I have a corpus of text with each line in the csv file uniquely specifying a "topic" I am interested in. If I were to run an topic model on this corpus using an LDA or Gibbs method from either the topicmodels package or lda, as expected I would get multiple topics per "document" (a line of text in my CSV which I have a-priori defined to be my unique topic of interest). I get that this is a result of the topic model's algorithm and the bag of words assumption.

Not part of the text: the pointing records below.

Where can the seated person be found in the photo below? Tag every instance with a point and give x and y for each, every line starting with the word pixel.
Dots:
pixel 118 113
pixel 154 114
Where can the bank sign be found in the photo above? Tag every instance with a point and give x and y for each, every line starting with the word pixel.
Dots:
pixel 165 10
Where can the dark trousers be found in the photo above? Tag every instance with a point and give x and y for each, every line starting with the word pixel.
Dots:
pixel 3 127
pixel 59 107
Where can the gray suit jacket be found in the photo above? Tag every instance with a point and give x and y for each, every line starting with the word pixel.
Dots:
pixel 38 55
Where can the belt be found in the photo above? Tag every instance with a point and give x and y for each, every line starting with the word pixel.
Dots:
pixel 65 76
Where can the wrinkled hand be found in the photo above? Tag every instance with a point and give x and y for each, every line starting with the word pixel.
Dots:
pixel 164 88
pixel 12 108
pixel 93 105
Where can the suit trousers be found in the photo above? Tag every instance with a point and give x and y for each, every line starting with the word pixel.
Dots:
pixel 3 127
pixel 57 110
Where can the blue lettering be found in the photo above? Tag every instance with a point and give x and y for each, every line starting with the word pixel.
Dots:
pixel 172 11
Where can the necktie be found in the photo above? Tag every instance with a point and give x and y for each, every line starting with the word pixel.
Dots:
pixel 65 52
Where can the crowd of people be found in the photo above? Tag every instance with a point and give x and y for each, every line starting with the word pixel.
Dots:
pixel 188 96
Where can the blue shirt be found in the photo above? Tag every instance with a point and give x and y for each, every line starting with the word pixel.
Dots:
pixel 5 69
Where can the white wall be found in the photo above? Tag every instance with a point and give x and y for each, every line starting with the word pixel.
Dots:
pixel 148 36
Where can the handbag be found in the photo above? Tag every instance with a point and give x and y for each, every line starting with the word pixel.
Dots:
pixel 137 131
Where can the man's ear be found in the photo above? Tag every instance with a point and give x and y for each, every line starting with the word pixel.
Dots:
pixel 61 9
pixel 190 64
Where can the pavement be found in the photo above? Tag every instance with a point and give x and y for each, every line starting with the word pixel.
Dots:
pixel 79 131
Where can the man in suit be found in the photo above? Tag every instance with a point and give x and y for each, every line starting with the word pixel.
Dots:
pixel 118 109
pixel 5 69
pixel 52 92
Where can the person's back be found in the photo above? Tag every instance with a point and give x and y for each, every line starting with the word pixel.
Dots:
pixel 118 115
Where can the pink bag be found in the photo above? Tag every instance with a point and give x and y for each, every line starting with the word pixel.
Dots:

What I am curious about however is this
1) Is there a pre-fab'd package in R that is designed for the user to specify the topics using the empirical word distribution? That is, I don't want the topics to be estimated; I want to tell R what the topics are. I suppose I could run a topic model with the correct number of Topics, use that structure of the object and then overwrite its contents. I was just hoping there was an easier or more obvious way that I'm just not seeing at this point.
Thoughts?
edit: added - I just thought about the alpha and beta parameters having control over the topic/term distributions within the LDA modeling algorithm. What settings might I be able to use that would force the model to only find 1 topic per document? Or is there a setting which would allow for that to occur?
If these seem like silly questions I understand - I'm quite new to this particular field and I am finding it fascinating.
What are you trying to accomplish with this approach? If you want to tell R what the topics are so it can predict the topics in other lines or documents, then RTextTools may be a helpful package.